Unfortunately, the Conservative crime agenda fails to understand the connection between issues of addiction and mental health and the issue of crime. It is a crime that those very vulnerable in our society will be impacted negatively by Bill C-10.
The government refuses to come clean about the true costs of its crime agenda, which begs the question as to why. The Parliamentary Budget Officer, Kevin Page, said that the price tag for just a few of the measures of the crime agenda will cost over $13 billion. That is the price tag for just a few, not the entire nine bills that are included in this omnibus bill.
As the global economy contracts, Canada has to ensure that we get value for tax dollars. We have heard the government say that, yet Conservatives spend untold billions on a failed crime agenda that takes a blind and unrealistic approach to public safety and does not create safer communities and is not a wise or effective use of Canadians' hard-earned money.

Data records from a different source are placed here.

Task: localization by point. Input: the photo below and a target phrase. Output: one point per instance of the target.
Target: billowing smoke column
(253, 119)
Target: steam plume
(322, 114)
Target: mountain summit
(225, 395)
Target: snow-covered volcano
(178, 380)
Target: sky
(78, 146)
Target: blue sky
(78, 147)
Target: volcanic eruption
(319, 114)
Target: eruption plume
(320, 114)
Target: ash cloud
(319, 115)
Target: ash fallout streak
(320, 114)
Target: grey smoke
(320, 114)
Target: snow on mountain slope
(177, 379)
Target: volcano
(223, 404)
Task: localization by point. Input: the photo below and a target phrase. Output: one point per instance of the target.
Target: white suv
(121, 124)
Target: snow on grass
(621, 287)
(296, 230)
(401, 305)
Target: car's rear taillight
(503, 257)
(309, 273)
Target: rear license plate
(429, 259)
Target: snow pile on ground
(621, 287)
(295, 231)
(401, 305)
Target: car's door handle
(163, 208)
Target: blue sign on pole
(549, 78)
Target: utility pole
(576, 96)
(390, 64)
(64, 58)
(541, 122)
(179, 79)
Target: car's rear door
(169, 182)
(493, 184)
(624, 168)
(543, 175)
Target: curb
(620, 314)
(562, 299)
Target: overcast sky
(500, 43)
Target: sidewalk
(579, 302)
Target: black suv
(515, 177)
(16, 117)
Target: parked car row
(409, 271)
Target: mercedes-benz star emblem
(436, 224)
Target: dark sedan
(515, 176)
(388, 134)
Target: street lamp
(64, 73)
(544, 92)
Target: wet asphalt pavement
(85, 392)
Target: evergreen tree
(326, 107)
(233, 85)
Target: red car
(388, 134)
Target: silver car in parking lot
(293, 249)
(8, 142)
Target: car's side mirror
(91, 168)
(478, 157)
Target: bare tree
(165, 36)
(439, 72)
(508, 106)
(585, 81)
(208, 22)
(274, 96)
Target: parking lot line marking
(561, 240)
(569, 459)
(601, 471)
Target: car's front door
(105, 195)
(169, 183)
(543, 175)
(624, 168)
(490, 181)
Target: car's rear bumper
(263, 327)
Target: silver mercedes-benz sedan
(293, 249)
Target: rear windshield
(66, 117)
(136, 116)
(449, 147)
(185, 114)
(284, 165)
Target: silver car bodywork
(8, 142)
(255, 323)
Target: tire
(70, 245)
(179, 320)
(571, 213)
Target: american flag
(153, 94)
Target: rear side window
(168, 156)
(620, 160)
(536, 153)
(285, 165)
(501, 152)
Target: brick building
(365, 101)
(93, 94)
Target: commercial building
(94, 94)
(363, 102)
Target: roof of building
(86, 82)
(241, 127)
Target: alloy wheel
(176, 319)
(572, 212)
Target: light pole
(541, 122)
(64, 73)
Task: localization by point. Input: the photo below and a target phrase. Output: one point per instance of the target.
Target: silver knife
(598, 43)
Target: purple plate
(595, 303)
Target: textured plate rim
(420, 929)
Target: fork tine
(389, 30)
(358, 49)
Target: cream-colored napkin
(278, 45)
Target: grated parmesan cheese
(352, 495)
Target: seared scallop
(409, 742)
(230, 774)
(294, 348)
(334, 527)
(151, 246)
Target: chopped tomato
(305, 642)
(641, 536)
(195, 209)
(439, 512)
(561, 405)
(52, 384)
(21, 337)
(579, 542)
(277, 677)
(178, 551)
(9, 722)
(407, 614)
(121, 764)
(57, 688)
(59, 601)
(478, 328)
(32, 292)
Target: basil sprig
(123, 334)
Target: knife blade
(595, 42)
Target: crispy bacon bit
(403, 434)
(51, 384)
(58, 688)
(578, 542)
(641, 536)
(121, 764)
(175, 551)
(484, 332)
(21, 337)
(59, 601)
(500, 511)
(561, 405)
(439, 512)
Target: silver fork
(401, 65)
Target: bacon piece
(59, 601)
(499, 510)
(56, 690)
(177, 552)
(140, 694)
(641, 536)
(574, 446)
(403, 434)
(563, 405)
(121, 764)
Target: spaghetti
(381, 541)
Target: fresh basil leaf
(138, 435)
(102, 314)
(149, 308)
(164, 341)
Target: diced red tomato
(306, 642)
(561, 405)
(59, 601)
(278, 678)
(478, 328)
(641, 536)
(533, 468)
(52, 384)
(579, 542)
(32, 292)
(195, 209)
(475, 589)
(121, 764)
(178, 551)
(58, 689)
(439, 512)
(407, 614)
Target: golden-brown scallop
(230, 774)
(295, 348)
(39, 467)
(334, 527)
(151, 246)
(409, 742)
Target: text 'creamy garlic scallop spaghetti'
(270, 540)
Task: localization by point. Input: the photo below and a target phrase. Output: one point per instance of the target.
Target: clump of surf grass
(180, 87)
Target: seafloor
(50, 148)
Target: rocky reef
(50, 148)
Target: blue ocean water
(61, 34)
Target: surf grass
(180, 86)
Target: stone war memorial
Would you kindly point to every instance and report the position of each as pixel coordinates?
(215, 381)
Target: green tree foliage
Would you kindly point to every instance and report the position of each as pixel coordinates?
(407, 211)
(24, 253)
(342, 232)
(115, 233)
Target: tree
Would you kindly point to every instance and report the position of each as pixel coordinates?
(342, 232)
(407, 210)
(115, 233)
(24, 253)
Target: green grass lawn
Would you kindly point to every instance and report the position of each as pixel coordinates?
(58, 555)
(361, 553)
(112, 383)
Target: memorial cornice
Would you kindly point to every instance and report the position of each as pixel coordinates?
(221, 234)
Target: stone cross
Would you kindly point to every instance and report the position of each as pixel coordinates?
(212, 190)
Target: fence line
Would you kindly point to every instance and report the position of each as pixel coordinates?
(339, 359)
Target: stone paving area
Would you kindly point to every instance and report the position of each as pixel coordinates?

Many of these costs will be downloaded on the provinces which can ill-afford such a burden.
I represent the people of Newfoundland and Labrador as the member of Parliament for Random—Burin—St. George's. Our province does not need to be saddled with more inmates and stripped of any judicial discretion. The Liberal Party will not put Canadians at risk by helping to implement this dangerous bill. In order to safeguard the rights and safety of all Canadians, we must oppose Bill C-10.
While the government stands on a soapbox to promote the bill and claims that the bill will help victims, sadly, legislation such as Bill C-10 will only ensure a continued cycle of victimization. The evidence indicates that preventive policy and education, not tougher sentences and bloated prisons, are the path to safer streets and communities. After all, the government can talk all it wants about the rights of victims, but the truth is the right of every Canadian is to not be victimized at all.
The Liberal Party is committed to ensuring a justice approach that is evidence based, cost-effective and focused on crime prevention.
The Canadian Bar Association has said that the mandatory minimum sentences and overreliance on incarceration, constraints on judges' discretion to ensure a fair result in each case and the bill's impact on specific already disadvantaged groups are problems with the bill.
Why is it we do not listen to those who deal with the people who need the services on a daily basis to ensure that they are not victimized? Why is it we are refusing to listen to them? Why is it we are not hearing what is being said?